In Eve Online gibt es Allianzen mit enormem Einfluss. Immer wieder kommt es zu Weltraumschlachten zwischen Tausenden von Spielern, bei denen Schiffe und Stationen im Wert von mehreren Millionen ISK vernichtet werden. ISK ist die Währung von Eve Online, mit der die Teilnehmer Handel treiben und sich zusätzliche Spielzeit kaufen können. CCP verdient Geld durch Abogebühren und Bonus-Inhalte, Spieler können Eve aber auch in einem Free-to-play-Modus nutzen. Wird in den Schlachten ISK vernichtet, dann kann das den Betroffenen durchaus wehtun – weil sie viel Zeit und Energie in das Spiel gesteckt haben.

Immer wieder versuchen Spieler auch, den Markt zu ihren Gunsten zu beeinflussen. Manche nutzen Computerprogramme wie Bots und Makros, um „Goldfarming“ zu betreiben, also Spielinhalte durch Routineaufgaben zu „ernten“. Wieder andere betreiben externe Glücksspielseiten mit der Spielwährung. Bei Bots, Glücksspiel, Kreditkartenbetrug und Account-Hacking greift CCP hart durch. Generell steht das Studio kreativen Handelsmethoden jedoch wohlwollend gegenüber, laut Firmenchef Hilmar Veigar Pétursson ist das „Meta-Gaming“ ein selbstverständlicher Teil von Eve.

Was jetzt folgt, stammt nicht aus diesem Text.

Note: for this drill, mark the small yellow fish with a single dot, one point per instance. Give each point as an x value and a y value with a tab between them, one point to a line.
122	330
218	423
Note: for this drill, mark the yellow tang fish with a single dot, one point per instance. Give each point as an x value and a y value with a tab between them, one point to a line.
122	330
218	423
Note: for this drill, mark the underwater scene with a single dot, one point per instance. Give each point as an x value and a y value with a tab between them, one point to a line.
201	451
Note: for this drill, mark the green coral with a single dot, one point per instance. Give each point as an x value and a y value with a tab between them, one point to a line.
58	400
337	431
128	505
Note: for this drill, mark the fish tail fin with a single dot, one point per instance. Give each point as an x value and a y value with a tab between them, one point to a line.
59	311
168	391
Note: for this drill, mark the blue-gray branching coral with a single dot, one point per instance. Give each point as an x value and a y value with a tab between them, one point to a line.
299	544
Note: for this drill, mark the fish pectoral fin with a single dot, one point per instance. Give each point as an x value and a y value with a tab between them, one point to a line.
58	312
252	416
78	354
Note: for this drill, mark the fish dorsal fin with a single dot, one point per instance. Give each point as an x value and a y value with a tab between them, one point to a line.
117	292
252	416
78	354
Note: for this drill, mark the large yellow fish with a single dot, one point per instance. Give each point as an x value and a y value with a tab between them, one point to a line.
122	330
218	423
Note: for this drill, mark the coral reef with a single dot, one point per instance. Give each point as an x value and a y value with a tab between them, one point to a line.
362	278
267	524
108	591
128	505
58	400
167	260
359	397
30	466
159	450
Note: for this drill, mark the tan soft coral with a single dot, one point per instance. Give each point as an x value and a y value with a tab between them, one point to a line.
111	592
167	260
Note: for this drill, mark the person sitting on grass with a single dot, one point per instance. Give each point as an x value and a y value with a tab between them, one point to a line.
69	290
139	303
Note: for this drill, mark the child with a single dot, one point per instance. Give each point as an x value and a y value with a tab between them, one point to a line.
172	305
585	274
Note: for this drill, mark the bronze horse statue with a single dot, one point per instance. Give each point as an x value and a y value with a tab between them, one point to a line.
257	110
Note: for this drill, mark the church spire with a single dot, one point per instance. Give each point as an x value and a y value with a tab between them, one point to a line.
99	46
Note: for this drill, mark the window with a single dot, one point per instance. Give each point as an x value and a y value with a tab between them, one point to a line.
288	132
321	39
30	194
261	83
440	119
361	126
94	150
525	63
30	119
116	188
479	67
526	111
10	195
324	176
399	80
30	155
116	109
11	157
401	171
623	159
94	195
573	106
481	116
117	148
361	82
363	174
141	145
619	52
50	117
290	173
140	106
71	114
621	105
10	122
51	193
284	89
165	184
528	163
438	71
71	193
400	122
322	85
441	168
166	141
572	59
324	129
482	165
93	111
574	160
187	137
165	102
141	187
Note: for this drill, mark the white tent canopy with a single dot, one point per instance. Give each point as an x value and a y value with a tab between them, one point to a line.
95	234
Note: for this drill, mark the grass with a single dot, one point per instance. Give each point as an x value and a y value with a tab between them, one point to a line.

Ein beeindruckendes Beispiel ist die „Gallente Ice Interdiction“ von 2011. Damals verhängte die mächtige Allianz Goonswarm ein Schürfverbot für den Rohstoff Weltraum- Eis: Goonswarm-Kämpfer attackierten jeden, den sie dabei erwischten. Die „Interdiction“ war Teil eines größeren Machtkampfes, Ziel der Aktion war ein Rohstoffmonopol. Auch beim inzwischen jährlich stattfindenden Event „Burn Jita“ geht es um Macht und Einfluss: Raumschiff-Flotten attackieren einen Handelsposten und legen damit einen Teil der Eve-Wirtschaft lahm. Auf Außenstehende mag das alles aggressiv und unbarmherzig wirken. Doch für Spieler wie Ralf Struschka sind es solche Kampagnen, die Eve Online einzigartig machen.